This story begins in a home, like all stories do. It was a home, after all, that she was born in. In a home that her mother was renting, in the master bedroom bathroom. There was no father present, just three girls born before her. When her mother gave birth to her, she could swear she felt God and the sunlight.
It was in August that she was due. The water was running warm. Piles upon piles of hot towels were being readied by her three older sisters. They were boiling the hot towels in a stew pot they used ofter otherwise. They folded them into quarters and stacked them on the toilet seat next to the bath tub. Their mother wrapped her long slender fingers around the rim of the porcelain bath tub. Her hair had once been braided but came undone in the movement. She didn't scream, she moaned and writhed and bit her lip but there was no screaming. The bath water had gone thick and red with blood. One of the older sisters cried, but the other two were far two occupied to be distracted by their mother's birth pains.
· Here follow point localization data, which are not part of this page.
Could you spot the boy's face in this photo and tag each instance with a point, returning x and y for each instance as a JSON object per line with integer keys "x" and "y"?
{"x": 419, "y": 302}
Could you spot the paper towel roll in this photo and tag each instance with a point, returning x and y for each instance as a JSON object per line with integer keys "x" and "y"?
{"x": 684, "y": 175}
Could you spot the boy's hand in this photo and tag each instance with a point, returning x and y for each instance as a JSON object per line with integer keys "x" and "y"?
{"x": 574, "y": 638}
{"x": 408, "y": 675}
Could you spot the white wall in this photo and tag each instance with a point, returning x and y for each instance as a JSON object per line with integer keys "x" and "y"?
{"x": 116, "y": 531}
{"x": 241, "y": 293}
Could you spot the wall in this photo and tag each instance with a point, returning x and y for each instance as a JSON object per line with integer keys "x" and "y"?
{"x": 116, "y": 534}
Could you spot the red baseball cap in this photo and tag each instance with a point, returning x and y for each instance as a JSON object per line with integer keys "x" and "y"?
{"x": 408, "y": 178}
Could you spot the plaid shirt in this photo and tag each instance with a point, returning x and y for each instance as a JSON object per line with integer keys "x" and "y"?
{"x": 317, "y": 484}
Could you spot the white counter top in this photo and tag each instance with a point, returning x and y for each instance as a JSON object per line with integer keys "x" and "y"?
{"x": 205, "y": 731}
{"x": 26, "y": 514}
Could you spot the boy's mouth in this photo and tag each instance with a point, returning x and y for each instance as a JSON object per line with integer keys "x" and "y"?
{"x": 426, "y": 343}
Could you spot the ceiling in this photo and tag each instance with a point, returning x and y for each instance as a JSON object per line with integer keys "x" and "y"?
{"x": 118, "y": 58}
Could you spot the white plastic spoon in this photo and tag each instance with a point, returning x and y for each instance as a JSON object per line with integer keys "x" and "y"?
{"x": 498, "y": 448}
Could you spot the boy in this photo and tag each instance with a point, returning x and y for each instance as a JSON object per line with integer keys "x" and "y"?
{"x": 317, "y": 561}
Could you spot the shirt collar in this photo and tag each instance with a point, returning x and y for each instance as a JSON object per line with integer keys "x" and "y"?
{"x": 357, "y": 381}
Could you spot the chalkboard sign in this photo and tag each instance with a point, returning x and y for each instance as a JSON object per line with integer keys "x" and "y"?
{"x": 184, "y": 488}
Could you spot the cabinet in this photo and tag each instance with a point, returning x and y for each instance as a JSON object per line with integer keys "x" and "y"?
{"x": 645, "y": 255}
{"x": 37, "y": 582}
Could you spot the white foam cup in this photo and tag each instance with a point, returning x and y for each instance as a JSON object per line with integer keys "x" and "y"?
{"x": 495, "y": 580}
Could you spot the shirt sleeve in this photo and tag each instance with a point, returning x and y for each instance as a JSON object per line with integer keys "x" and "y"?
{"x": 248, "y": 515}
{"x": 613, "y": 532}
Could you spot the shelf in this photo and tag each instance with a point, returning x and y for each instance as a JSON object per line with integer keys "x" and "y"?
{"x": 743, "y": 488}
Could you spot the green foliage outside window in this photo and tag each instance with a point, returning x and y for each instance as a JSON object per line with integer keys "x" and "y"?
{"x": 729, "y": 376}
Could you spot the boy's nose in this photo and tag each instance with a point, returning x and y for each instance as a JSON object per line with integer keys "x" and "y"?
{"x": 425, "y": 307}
Although it was when Cybil was on the brink of crying, because of frustration, that something miraculous happened.
"The baby came out!" called Alicia, who had once been the youngest sister. "Get it, it's going to drown!"
"No, Alicia," said her mother through her teeth. "It won't drown. where is the turkey baster, Jasmine?"
Jasmine, who was once the middle sister, fumbled through the mess on the bathroom floor.
"The turkey baster!" yelled her mother. "In the kitchen, the turkey baster, get the turkey baster!"
Jasmine ran out of the master bedroom, leaving bloody red footprints on the carpet from the overflowing bloody bath water. She had a good running start on the carpet but when she reached the tiled kitchen floor, that is when things got difficult. She slipped, and slid, leaving streaks of red on the off-white tiled floor.
Jasmine returned to the bathroom in the master bedroom with the turkey baster. Cybil snatched it from her hand, squeezed it, and stuck it down the baby's throat. Jasmine noticed, now, that the umbilical cord had been cut in her absence.
There was a long silence, save for the crying of the new born baby girl.
"What is her name?" asked Jasmine.
There was a pause. Her mother pursed her lips together, then said, "Lydia."